A new study now shows a possible link between air pollution and lower bone density, suggesting that poor air quality could be associated with the development of osteoporosis.

Impaired bone density most often affects older women and can be linked to a variety of dietary toxins, lifestyle deficits and chronic conditions that heighten the risk of brittle bones.

A study led by the Barcelona Institute for Global Health is among among a growing body of evidence to show an apparent link between low air quality and low bone density, according to Medical News Today.

Researchers looked at the bone health and living conditions of 3,717 people from 28 different villages surrounding the Indian city of Hyderabad.

Using estimates of exposure to air pollution and fine particulate matter — a chemical mix of solid matter and liquid droplets — the researchers compared these measures against the bone densities of the lumbar spine and left hip bones of the study participants.

To examine another variable, the researchers took self-reported data on what kind of fuel participants used when cooking.

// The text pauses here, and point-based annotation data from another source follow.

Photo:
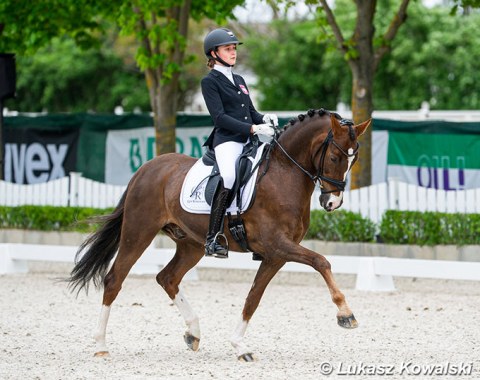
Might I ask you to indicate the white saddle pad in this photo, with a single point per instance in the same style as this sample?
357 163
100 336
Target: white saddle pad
192 197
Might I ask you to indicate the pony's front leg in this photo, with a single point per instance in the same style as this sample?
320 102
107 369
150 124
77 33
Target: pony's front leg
267 270
192 333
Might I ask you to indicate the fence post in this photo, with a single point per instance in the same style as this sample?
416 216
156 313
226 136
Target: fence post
393 202
7 264
73 189
368 280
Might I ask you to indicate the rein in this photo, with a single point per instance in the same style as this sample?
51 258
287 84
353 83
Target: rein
319 177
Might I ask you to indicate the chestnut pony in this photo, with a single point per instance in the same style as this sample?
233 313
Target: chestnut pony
316 147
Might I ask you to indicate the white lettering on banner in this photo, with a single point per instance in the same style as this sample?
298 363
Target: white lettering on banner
127 150
34 163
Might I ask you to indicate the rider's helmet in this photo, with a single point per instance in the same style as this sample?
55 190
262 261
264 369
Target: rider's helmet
218 37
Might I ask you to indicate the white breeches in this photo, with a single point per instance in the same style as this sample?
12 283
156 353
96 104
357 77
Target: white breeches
227 154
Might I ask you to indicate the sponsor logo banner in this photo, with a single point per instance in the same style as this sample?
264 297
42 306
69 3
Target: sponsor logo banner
438 161
37 156
127 150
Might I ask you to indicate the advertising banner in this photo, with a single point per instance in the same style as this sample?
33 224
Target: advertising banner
438 161
36 156
127 150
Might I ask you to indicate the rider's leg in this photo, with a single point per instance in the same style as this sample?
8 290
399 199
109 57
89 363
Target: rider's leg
226 154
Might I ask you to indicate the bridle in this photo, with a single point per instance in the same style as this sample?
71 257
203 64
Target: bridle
340 185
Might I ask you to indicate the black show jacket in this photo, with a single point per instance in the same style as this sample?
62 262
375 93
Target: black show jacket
230 107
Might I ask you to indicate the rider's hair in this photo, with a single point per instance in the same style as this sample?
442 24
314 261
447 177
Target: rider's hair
210 63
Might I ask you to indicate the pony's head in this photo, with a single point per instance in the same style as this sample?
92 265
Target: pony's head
338 152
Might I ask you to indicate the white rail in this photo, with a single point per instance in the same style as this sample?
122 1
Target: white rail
371 201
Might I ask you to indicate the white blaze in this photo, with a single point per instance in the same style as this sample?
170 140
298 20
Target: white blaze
337 200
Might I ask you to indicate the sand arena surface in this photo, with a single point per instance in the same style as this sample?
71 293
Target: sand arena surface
46 333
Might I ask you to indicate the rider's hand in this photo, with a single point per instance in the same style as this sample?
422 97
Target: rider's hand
263 129
270 118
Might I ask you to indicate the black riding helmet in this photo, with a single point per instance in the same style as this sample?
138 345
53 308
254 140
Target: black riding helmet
216 38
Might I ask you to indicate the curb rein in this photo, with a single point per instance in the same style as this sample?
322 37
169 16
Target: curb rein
319 177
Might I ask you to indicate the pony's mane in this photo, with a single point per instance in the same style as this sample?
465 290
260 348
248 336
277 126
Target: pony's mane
320 112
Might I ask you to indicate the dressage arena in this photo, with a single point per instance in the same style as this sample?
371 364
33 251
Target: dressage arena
426 326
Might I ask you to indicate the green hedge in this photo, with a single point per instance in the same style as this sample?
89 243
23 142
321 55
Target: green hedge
429 228
396 227
340 225
50 218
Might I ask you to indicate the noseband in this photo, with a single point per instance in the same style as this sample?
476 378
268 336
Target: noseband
340 185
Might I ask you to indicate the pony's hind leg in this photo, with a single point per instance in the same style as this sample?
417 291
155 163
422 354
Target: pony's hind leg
187 255
267 270
129 251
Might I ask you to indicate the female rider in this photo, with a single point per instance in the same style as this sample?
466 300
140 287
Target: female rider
235 119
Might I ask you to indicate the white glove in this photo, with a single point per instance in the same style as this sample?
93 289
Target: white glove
270 118
263 129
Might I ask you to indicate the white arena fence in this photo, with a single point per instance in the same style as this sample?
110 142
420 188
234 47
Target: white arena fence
373 273
371 201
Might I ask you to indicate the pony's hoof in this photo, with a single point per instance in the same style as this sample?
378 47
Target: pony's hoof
101 354
247 358
348 322
192 342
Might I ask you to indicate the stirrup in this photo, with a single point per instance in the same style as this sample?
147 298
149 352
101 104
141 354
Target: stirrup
214 249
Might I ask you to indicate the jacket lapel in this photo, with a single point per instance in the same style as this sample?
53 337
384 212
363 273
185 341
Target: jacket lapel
223 78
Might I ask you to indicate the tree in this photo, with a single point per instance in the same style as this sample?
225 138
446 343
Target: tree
61 77
363 50
434 60
294 71
160 28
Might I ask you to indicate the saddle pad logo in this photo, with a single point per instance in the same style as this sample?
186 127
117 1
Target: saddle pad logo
243 88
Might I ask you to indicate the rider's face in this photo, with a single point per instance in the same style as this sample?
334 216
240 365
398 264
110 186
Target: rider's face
228 53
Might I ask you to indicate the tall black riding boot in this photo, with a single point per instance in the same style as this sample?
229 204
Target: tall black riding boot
215 228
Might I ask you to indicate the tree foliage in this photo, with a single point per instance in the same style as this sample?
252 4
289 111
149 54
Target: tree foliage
434 59
295 71
160 28
61 77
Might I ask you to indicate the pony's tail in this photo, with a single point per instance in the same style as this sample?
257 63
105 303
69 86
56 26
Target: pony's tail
95 253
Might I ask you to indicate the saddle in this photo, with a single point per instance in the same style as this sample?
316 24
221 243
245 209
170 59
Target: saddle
243 172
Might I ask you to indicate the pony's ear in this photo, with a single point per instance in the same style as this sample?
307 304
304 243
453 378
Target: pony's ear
361 128
336 127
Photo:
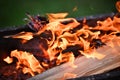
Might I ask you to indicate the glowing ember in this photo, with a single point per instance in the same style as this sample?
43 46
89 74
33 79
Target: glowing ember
8 60
27 62
66 39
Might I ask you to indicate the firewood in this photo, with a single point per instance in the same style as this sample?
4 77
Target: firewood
85 66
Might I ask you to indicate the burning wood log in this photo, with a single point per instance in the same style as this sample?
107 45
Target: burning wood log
62 40
85 66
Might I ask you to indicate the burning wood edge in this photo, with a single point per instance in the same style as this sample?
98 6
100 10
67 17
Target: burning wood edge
85 66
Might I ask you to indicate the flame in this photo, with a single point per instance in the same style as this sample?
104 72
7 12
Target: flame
64 35
29 63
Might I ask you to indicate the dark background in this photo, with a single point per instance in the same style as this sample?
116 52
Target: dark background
12 12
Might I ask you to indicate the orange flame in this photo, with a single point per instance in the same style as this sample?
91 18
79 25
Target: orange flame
63 38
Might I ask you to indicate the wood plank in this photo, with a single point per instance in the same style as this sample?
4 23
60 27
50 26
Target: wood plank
85 66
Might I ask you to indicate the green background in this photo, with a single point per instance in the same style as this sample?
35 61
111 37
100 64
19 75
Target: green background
12 12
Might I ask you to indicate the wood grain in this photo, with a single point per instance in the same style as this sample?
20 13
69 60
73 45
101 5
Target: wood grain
85 66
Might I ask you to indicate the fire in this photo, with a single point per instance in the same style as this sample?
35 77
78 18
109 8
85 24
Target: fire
27 62
66 35
8 60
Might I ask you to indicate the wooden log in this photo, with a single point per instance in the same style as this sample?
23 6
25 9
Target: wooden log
85 66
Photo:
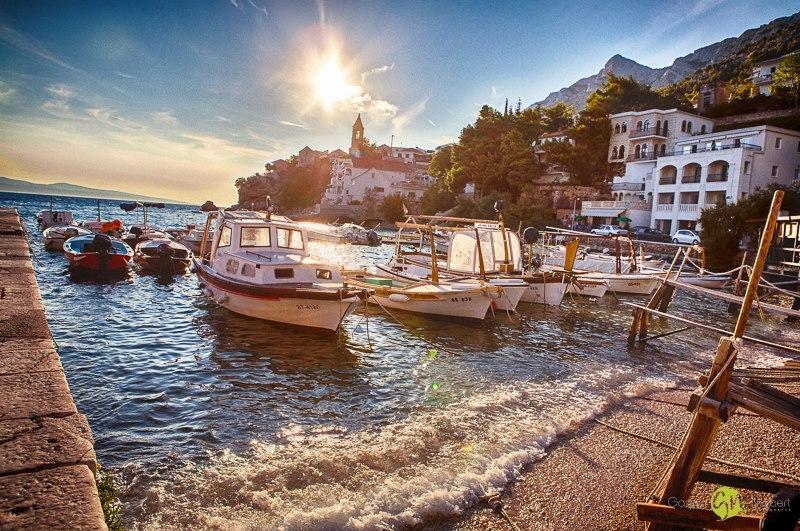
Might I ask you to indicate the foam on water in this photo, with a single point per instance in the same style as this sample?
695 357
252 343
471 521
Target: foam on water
432 464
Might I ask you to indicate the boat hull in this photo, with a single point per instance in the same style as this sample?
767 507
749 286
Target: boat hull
549 293
633 284
316 313
93 262
468 305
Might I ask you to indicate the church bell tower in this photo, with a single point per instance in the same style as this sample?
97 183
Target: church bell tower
357 137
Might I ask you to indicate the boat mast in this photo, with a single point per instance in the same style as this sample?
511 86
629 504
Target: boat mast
434 262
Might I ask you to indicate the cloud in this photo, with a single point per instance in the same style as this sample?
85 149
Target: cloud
292 124
62 90
378 70
165 117
410 114
32 47
258 7
6 92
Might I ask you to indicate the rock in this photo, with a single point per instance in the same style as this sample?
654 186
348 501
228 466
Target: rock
209 206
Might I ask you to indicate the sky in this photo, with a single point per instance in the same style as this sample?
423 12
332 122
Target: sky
178 99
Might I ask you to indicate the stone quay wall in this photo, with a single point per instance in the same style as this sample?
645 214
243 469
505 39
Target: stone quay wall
47 459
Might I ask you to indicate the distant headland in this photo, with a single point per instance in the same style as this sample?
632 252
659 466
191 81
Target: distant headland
72 190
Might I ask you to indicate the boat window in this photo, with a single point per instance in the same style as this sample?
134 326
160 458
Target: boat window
286 272
255 237
289 238
225 237
248 270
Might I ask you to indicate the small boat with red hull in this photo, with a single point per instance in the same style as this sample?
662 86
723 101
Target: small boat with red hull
97 253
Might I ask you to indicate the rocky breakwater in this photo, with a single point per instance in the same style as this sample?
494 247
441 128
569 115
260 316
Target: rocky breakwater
47 459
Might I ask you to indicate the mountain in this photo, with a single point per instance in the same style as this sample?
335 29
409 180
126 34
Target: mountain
576 94
71 190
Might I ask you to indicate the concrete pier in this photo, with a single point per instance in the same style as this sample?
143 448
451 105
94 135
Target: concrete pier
47 459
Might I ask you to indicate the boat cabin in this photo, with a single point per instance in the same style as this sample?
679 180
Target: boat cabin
257 248
462 252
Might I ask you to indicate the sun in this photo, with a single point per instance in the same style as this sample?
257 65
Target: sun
330 83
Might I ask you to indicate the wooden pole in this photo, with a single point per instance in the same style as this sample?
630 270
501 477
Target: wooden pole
702 430
480 255
434 261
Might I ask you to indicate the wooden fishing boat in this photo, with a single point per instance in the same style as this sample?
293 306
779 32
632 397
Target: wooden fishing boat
435 297
97 253
259 266
54 237
162 255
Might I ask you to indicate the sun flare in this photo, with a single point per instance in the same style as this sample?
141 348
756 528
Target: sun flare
330 83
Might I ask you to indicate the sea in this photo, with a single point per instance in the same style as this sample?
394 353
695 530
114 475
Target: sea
208 419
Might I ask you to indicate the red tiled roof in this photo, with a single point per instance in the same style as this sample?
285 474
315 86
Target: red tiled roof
380 164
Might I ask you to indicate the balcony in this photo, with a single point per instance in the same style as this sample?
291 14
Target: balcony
735 145
649 131
615 205
641 158
629 187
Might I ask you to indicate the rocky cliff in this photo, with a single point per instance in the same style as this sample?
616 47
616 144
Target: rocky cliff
576 94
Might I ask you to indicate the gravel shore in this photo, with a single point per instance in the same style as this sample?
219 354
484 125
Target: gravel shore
593 478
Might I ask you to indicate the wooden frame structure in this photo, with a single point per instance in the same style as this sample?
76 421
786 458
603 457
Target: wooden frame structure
711 404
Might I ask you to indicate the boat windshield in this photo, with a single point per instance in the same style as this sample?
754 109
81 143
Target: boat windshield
289 238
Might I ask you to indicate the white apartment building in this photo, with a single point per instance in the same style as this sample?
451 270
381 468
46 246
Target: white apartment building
704 170
638 138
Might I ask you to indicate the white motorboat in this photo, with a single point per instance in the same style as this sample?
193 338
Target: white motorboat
55 236
626 283
512 290
259 266
441 298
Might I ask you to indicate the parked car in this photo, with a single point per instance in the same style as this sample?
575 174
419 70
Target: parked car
609 230
686 236
650 235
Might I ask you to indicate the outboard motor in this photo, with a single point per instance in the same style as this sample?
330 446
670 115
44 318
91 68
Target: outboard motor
165 253
373 239
104 248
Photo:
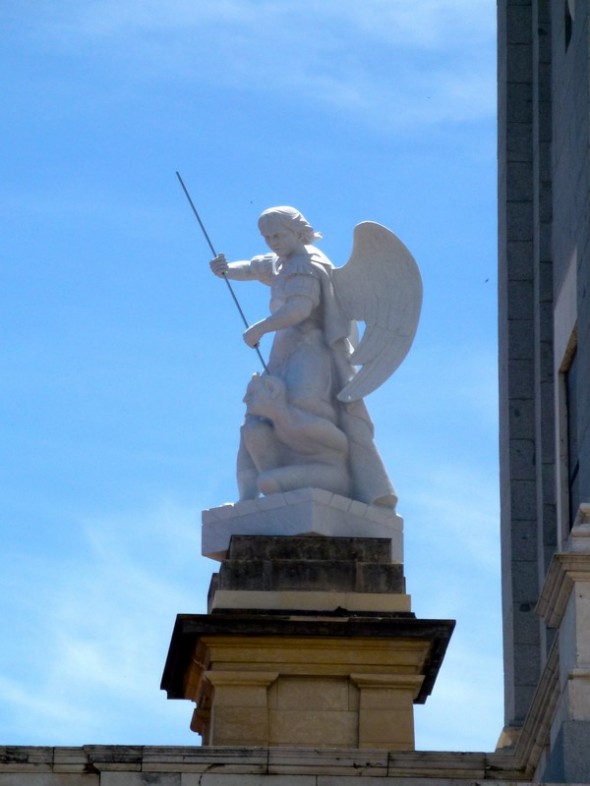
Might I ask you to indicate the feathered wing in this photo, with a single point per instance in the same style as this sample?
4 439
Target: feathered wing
381 286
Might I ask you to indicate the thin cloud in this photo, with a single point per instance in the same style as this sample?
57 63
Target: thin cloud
392 65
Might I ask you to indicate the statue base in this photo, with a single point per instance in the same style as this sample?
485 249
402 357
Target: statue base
303 512
309 642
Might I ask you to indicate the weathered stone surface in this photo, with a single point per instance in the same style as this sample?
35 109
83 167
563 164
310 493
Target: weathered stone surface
301 512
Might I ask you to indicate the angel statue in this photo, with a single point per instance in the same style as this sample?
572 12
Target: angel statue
306 423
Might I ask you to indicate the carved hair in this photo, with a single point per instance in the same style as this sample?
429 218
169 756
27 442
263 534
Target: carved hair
292 219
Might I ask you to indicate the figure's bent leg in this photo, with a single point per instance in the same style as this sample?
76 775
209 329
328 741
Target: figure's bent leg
260 440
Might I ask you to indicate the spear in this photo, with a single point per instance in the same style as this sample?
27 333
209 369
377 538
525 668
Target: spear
229 286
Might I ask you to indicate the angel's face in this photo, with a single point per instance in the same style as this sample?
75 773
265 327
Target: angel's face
280 239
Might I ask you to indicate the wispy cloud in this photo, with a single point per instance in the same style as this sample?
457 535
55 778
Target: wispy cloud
391 64
103 628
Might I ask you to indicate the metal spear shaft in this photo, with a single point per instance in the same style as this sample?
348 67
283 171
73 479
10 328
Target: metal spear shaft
229 286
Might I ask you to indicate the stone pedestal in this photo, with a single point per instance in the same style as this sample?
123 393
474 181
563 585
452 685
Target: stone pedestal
302 512
309 641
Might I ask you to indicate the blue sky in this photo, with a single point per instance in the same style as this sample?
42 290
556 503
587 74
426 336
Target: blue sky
123 367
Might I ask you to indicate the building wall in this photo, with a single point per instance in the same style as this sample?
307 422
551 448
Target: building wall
544 221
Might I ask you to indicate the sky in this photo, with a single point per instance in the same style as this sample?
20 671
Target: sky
123 368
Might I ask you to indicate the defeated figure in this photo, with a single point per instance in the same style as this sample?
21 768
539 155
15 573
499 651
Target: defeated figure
291 448
314 308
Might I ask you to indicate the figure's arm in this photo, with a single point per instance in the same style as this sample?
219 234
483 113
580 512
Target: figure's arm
237 271
298 307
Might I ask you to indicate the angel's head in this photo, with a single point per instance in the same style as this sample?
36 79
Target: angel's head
286 230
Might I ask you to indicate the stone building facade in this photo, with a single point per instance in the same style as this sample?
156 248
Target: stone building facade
544 331
544 345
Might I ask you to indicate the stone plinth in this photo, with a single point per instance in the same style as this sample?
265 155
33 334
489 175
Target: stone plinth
309 573
309 641
331 681
303 512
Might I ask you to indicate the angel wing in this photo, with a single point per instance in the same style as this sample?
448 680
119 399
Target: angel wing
381 286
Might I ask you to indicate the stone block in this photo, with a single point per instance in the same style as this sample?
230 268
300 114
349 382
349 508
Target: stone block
239 726
302 512
307 727
391 729
314 693
312 601
311 547
372 577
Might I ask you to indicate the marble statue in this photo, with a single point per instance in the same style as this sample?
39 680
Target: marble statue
306 423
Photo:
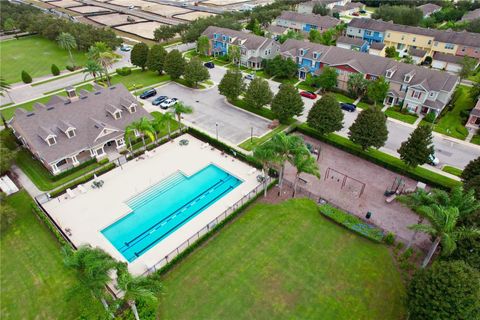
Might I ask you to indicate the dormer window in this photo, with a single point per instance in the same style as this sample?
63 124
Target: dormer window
70 133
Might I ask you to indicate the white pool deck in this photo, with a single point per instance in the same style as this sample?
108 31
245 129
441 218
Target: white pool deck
88 213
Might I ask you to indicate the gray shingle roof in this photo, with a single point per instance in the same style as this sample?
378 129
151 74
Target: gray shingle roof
447 36
87 115
323 22
370 64
249 40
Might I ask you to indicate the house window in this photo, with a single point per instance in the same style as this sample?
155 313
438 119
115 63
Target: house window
51 141
71 133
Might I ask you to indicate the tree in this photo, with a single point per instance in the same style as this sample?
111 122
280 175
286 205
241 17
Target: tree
195 72
377 90
327 80
468 67
174 64
156 58
139 55
320 9
178 109
203 45
447 290
164 33
369 129
326 115
67 41
54 69
26 78
390 52
231 85
418 149
93 266
258 93
357 84
287 103
137 288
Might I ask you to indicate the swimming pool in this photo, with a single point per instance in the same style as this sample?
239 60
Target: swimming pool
166 206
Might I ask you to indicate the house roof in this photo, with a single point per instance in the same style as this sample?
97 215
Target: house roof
370 64
88 115
429 8
322 22
472 15
249 40
447 36
354 41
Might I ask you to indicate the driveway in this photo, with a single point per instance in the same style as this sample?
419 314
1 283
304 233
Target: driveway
212 113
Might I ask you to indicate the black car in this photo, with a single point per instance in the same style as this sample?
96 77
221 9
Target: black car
149 93
209 65
159 100
350 107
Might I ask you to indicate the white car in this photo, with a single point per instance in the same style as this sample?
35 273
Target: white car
168 103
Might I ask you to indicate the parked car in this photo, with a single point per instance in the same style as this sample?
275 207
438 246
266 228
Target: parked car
168 103
159 100
350 107
209 65
308 94
148 93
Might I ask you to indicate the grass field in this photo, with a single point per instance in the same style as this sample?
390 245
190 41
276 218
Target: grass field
34 55
35 283
285 261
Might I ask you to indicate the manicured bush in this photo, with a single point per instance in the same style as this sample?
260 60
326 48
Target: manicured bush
351 222
55 70
26 78
125 71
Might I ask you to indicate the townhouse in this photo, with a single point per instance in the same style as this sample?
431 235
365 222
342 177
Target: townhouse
305 22
419 90
403 38
253 49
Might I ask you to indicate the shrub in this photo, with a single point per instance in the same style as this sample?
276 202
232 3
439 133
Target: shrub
389 238
351 222
125 71
55 70
26 78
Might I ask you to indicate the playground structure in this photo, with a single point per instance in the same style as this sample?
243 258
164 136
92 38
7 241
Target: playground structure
355 186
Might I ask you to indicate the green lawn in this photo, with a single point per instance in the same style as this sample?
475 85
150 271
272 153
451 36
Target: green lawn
405 117
256 141
285 261
450 124
34 55
35 283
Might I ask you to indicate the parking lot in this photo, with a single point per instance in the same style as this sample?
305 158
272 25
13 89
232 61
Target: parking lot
212 114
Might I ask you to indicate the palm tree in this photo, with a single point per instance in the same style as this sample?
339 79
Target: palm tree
93 266
67 41
304 163
92 68
443 229
178 109
265 153
136 288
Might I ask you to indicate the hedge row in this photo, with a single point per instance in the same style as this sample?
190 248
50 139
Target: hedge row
385 160
224 147
84 179
351 222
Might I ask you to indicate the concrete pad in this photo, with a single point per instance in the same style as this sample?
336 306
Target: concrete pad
89 213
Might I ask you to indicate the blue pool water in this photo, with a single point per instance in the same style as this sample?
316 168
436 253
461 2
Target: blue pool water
165 207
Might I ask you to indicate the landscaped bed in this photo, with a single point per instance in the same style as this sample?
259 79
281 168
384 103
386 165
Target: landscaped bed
35 282
284 261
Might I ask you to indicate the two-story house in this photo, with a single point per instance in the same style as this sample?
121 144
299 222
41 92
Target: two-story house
253 49
67 131
305 22
419 89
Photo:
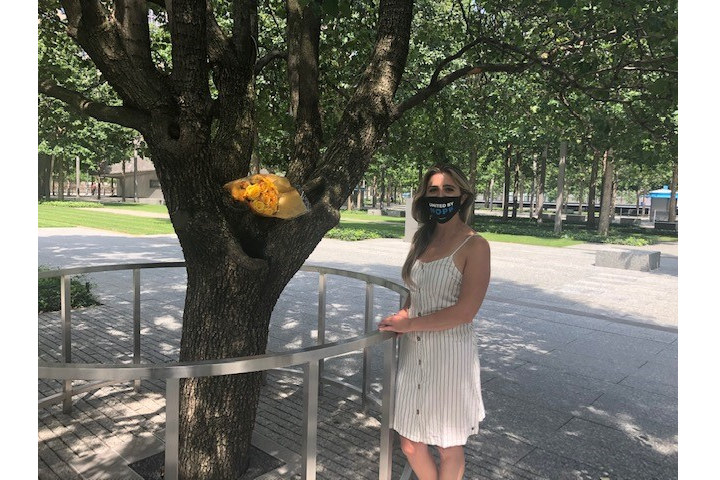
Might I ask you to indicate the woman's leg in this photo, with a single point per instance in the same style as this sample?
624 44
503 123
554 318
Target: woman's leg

The study found a noticeable link between exposure to ambient air pollution and lower bone density, but found no strong correlation between the widespread use of biomass cooking fuel and bone health.

"Our findings add to a growing body of evidence that indicates that particulate air pollution is relevant for bone health across a wide range of air pollution levels, including levels found in high income and low and medium income countries," study co-author Cathryn Tonne said.

Among the study's more alarming findings, participants were exposed annually to 32.8 micrograms per cubic meter of airborne fine particulate matter, more than three times the World Health Organization's safety threshold of 10 micrograms per cubic meter.

The study was published in the January edition of JAMA Network Open.